Issues concerning display technology will be discussed at the 2006 Technology Retreat from a variety of perspectives. As has become the custom, Charles Poynton will present a 1/2-day seminar preceding the main Tech Retreat sessions. This year's seminar will deal with the physics, optics, electronics, and signal processing associated with various display technologies. We will discuss issues of spatial resolution, sample structure, tone reproduction, colour reproduction, and motion portrayal, and how those aspects combine and trade-off against each other in some technologies. We will discuss signal processing, including much-dreaded "enhancement" techniques.
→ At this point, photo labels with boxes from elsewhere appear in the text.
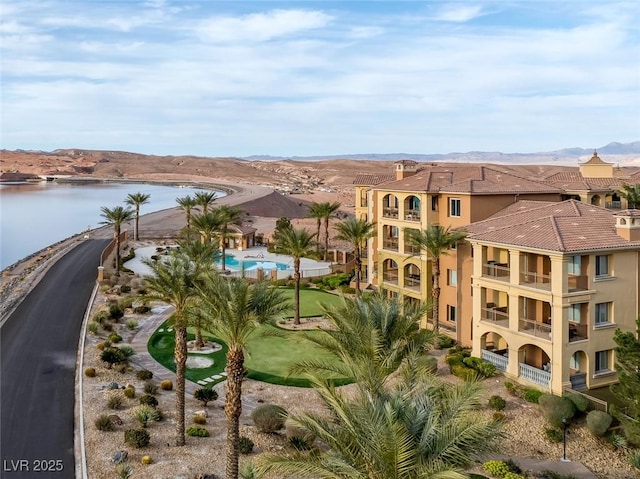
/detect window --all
[596,350,611,374]
[596,255,609,276]
[449,198,460,217]
[596,303,611,326]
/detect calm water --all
[0,182,224,269]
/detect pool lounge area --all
[124,245,331,279]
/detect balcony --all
[520,271,551,291]
[518,318,551,340]
[482,261,511,282]
[382,207,398,218]
[382,238,398,251]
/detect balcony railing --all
[519,363,551,388]
[382,208,398,218]
[480,306,509,328]
[482,261,511,281]
[569,322,589,343]
[520,271,551,289]
[567,274,589,291]
[382,238,398,251]
[518,318,551,339]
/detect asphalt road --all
[0,239,109,479]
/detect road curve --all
[0,239,109,479]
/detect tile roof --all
[464,200,640,252]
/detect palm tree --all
[100,206,134,276]
[276,227,315,324]
[124,193,151,241]
[406,224,467,333]
[214,205,242,271]
[622,184,640,209]
[335,217,376,295]
[143,251,210,446]
[199,271,289,479]
[307,201,324,252]
[256,375,503,479]
[194,191,216,215]
[318,202,340,261]
[294,291,436,394]
[176,195,197,240]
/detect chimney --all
[395,160,418,180]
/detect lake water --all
[0,181,224,269]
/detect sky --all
[0,0,640,157]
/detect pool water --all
[216,254,291,271]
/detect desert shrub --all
[131,404,160,427]
[522,389,544,404]
[489,395,507,411]
[185,426,209,437]
[193,388,218,407]
[238,436,254,454]
[94,414,113,431]
[564,392,589,412]
[538,394,576,429]
[587,411,613,437]
[124,429,151,448]
[139,394,158,407]
[251,404,287,433]
[136,369,153,381]
[143,381,158,396]
[193,416,207,424]
[544,427,562,442]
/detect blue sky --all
[0,0,640,157]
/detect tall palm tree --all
[276,227,315,324]
[335,217,376,295]
[318,202,340,261]
[256,375,503,479]
[307,201,324,252]
[194,191,216,215]
[622,184,640,209]
[124,193,151,241]
[143,251,210,446]
[406,224,467,333]
[199,271,289,479]
[100,206,135,276]
[214,205,242,271]
[293,291,436,394]
[176,195,197,240]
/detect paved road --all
[0,239,109,479]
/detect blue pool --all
[216,254,293,271]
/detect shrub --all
[564,392,589,412]
[544,427,562,442]
[587,411,613,437]
[185,426,209,437]
[94,414,113,431]
[522,389,544,404]
[124,429,151,449]
[136,369,153,381]
[489,395,507,411]
[251,404,287,433]
[139,394,158,407]
[238,436,254,454]
[538,394,576,429]
[193,388,218,407]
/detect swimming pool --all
[216,254,293,271]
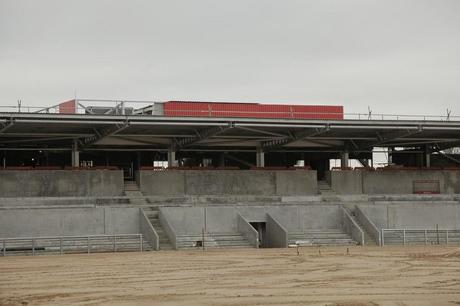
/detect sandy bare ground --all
[0,246,460,306]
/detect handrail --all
[237,213,260,248]
[381,228,460,246]
[0,103,460,121]
[341,206,364,246]
[0,234,144,256]
[355,206,382,246]
[139,208,160,251]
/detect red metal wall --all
[59,99,77,114]
[164,101,343,120]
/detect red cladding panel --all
[59,100,77,114]
[164,101,343,120]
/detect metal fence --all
[0,99,460,121]
[0,234,144,256]
[381,229,460,246]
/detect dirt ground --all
[0,246,460,306]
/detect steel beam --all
[261,126,330,151]
[79,121,129,147]
[177,124,233,149]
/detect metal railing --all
[381,228,460,246]
[0,234,144,256]
[0,99,460,121]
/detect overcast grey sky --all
[0,0,460,115]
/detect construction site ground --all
[0,246,460,306]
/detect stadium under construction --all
[0,99,460,255]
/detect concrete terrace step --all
[288,229,357,245]
[143,205,173,250]
[176,233,252,249]
[0,238,152,256]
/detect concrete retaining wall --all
[0,170,123,198]
[326,170,460,194]
[358,203,460,230]
[266,214,289,248]
[0,208,140,238]
[138,170,318,195]
[160,205,342,239]
[237,214,259,248]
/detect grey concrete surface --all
[266,214,289,248]
[158,208,177,250]
[138,170,318,196]
[0,170,123,198]
[237,213,259,248]
[354,205,382,245]
[139,209,160,251]
[340,207,364,245]
[326,170,460,194]
[0,208,139,238]
[358,202,460,229]
[160,204,343,249]
[328,170,363,194]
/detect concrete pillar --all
[425,146,431,168]
[256,147,265,167]
[340,151,350,168]
[72,139,80,167]
[388,147,393,165]
[168,144,177,167]
[218,153,225,167]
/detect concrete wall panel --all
[299,205,342,229]
[326,170,460,194]
[359,203,460,229]
[0,170,123,198]
[328,170,363,194]
[139,170,318,196]
[0,208,139,238]
[275,170,318,195]
[139,170,185,195]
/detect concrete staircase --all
[0,236,152,256]
[318,181,336,196]
[288,229,357,246]
[384,230,460,245]
[176,233,253,249]
[124,181,148,205]
[344,207,377,246]
[143,206,173,250]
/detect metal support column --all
[425,145,431,168]
[256,146,265,167]
[388,147,393,165]
[340,151,350,168]
[168,144,177,167]
[72,139,80,167]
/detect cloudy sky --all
[0,0,460,115]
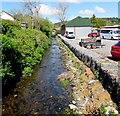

Challenges in signal and colour processing are associated with the introduction of new display technologies. For the last 15 years, colour reproduction in television and computer graphics has been defined by the "Rec. 709" colour space. However, that colour space doesn't encopmpass all of the colours of film, let alone the full range ("gamut") of colours that human vision senses. Recently the Digital Cinema Initiative promulgated a standard for digital encoding of cinema. That standard uses the CIE XYZ system, to encompass the entire range of colours of human vision - the DCI colour range encompasses the gamut of film and then some. In a different forum, the IEC recently adopted a standard denoted xvYCC to enable wide-gamut television broadcasting. Charles will provide some technical detail behind these developments, and outline the challenges (such as gamut mapping) that post-production industry will soon have to address.

Audience: This seminar is appropriate for technical professionals who are experienced in creating and manipulating color imagery for SDTV, HDTV, or digital cinema. It is also suitable for programmers and engineers.

Materials provided: Course handouts will be provided. Portions of the seminar will be based upon Charles Poynton's book Digital Video and HDTV Algorithms and Interfaces.